Earn Income of Up to 8% From High-Yield Bonds
With defaults rising, reaching for these returns means serving yourself a big portion of risk.
Issued by firms with below-average credit ratings, these bonds pay much more than investment-grade IOUs. The average “junk” bond now yields 8.4%, according to Merrill Lynch, up from about 5% in mid 2014. Today’s plump yields should help the bonds retain more value should interest rates rise.
Earnings for All
Risks to your money. Defaults are rising, led by the energy, metals and mining industries. Ratings agency Fitch predicts that high-yield bonds will default at a rate of 6% in 2016, up from 3.5% in 2015. Although that’s well below peak rates of about 10% in a typical market cycle, making money gets harder when defaults are escalating, says Marty Fridson, a veteran high-yield analyst. Moreover, outside of commodity-related bonds, junk looks to be “fairly or richly valued,” he says.
Hire a pro. Treading cautiously makes sense in this environment. Osterweis Strategic Income (OSTIX, 7.6%) has held up relatively well in past downturns and should continue to limit losses if the high-yield market stumbles. Lead manager Carl Kaufman looks for businesses he believes are improving and are candidates for a ratings upgrade. Such discipline keeps him far away from the energy patch. (All prices and returns are as of March 31.)
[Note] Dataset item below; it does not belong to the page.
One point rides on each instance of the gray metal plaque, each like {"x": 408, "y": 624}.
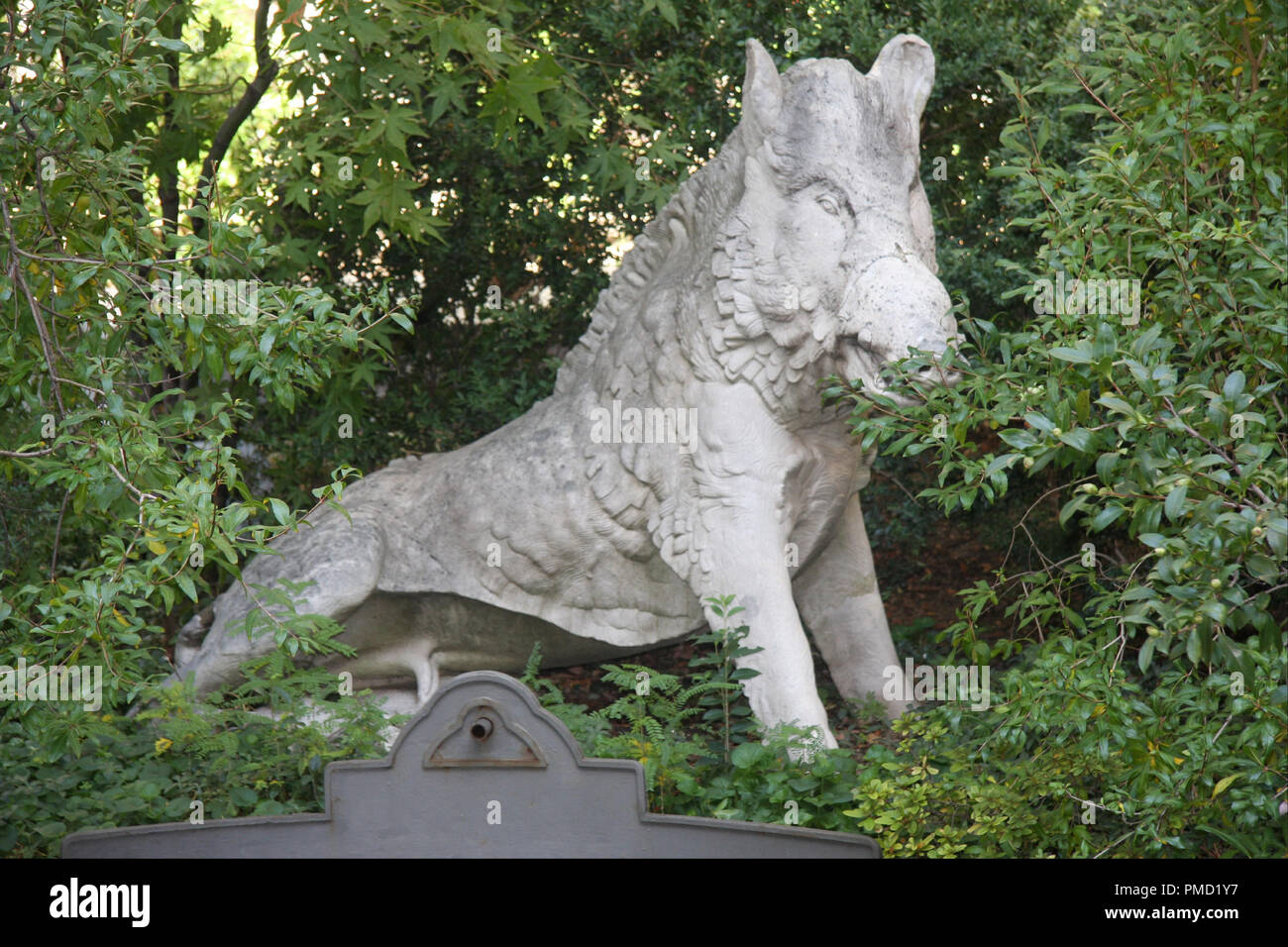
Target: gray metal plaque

Vanguard High Yield Corporate (VWEHX, 5.6%), a member of the Kiplinger 25, sticks with debt in rating tiers just below investment grade. Its conservative stance should make it a better bet in a junk slump. For more income, go for iShares 0-5 Year High Yield Corporate Bond ETF (SHYG, $45, 6.6%). It owns bonds maturing in less than five years, limiting its interest-rate risk. Energy-related bonds make up nearly 9% of its assets. That could hurt results if the rally in oil prices falters.